Information gleaned from passenger manifests helped Bellingcat determine that FSB operatives from a clandestine unit specializing in work with poisonous substances traveled alongside Navalny to Tomsk, where the opposition leader was exposed to Novichok on August 19. Mobile phone data bots placed the mobile device of one FSB operative within the range of a tower not far from the hotel where Navalny was staying on the day he was poisoned.
The investigative team determined that members of that same FSB unit had traveled alongside Navalny on more than 30 overlapping flights since 2017.
On December 21, Bellingcat released a video recording of a phone call in which Navalny posed as “Maxim Ustinov,” a fictional aide to Russian Security Council Secretary Nikolai Patrushev. Navalny called to a mobile phone listed as belonging to FSB operative Konstantin Kudryavtsev. Bellingcat’s investigation named Kudryavtsev as a member of the FSB squad tasked with poisoning Navalny and cleaning up the evidence.
Kudryavtsev answered Navalny’s questions, demonstrating what appeared to be inside knowledge of the poisoning operation. Apart from confirming key details of Bellingcat’s investigation, Kudryavtsev said that the chemical agent Novichok used in the operation had been applied to a pair of Navalny's underwear. Kudryavtsev said that his task was to clean traces of the substance from Navalny’s belongings.
Meanwhile, Lavrov compared the Navalny case to the poisonings of Alexander Litvinenko, and of Sergei Skripal and his daughter Yulia, likewise alleging “zero facts” had been provided to Russia.
Litvinenko a former KGB and FSB officer, died of radiation poisoning in Britain in 2006. A British public inquiry found that his murder was an FSB operation “probably” approved by Russian President Vladimir Putin.
The Skirpals were hospitalized in critical condition after being exposed to a Novichok variant.
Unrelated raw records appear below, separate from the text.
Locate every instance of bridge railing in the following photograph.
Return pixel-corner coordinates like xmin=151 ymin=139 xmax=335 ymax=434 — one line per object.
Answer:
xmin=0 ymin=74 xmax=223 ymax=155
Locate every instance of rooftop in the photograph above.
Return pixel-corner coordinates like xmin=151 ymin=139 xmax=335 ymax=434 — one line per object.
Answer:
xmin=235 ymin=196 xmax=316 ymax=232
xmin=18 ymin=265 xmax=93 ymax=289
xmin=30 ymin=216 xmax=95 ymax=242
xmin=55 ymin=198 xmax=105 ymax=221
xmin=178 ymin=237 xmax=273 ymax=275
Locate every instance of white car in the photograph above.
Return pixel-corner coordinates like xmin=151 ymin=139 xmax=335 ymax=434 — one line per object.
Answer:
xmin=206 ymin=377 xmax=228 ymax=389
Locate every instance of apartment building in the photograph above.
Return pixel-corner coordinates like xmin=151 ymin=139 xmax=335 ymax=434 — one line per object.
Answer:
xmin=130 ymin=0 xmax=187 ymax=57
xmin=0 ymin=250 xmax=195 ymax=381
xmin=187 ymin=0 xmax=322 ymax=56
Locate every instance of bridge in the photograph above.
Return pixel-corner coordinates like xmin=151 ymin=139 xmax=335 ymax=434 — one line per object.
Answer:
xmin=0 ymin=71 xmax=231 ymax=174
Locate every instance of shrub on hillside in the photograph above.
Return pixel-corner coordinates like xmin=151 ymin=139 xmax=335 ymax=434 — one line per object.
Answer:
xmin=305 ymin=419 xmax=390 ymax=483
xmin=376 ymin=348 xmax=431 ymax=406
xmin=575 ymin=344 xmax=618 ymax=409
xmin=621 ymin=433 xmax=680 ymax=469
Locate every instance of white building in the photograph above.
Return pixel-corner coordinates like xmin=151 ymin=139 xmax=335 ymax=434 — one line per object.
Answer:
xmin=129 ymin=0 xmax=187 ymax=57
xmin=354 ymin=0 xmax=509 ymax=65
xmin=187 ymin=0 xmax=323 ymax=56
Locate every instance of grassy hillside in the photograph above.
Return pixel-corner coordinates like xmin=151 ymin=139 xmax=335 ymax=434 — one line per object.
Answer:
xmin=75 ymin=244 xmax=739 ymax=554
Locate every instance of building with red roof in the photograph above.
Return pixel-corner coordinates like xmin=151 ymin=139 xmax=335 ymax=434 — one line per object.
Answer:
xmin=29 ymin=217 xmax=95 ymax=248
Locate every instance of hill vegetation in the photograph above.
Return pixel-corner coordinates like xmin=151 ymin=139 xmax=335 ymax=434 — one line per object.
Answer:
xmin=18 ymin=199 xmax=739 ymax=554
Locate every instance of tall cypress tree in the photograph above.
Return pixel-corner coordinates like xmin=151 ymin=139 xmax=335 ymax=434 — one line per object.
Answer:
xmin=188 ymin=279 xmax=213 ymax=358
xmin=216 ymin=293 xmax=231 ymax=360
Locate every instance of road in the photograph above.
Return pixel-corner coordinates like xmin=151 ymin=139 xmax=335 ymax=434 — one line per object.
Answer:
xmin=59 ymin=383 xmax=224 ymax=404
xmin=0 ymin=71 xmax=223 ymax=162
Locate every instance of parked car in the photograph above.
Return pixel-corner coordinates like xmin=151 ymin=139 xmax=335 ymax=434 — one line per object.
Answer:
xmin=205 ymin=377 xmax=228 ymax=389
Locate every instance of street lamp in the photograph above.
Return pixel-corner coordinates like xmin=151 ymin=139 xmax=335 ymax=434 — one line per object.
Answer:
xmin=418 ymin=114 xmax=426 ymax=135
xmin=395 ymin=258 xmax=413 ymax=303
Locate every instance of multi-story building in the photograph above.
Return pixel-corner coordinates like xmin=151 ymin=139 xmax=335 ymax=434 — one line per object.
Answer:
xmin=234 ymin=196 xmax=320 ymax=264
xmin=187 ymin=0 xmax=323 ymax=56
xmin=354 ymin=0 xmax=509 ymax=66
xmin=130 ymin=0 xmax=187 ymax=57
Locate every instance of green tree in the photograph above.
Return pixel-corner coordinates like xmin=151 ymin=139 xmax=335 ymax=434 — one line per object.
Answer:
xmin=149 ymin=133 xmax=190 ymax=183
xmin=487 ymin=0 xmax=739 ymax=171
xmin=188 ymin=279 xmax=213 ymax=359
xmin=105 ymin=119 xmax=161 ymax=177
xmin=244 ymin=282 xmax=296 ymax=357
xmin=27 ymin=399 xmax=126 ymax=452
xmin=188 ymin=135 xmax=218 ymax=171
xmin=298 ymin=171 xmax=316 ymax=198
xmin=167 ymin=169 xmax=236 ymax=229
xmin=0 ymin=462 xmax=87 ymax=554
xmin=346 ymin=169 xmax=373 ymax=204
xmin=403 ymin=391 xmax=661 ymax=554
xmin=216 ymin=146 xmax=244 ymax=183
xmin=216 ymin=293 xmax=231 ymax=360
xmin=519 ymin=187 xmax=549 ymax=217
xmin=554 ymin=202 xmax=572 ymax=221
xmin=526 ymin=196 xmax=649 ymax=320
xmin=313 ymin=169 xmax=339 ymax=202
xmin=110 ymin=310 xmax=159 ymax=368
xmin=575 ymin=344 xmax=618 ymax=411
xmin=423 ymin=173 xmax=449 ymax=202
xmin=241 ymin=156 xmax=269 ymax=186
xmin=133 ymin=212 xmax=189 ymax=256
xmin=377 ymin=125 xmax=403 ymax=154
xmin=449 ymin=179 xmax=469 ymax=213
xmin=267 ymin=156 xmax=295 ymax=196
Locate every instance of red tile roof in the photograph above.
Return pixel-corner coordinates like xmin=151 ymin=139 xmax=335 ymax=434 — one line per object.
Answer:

In the Skripal case, two British citizens unconnected to the Skripals were also poisoned. One of them, Dawn Sturgess, died as a result.
British and independent investigations identified three likely suspects, all Russian nationals believed to be military intelligence officers. As with Navalny’s case, Russia officially denied any involvement and spun out multiple other explanations.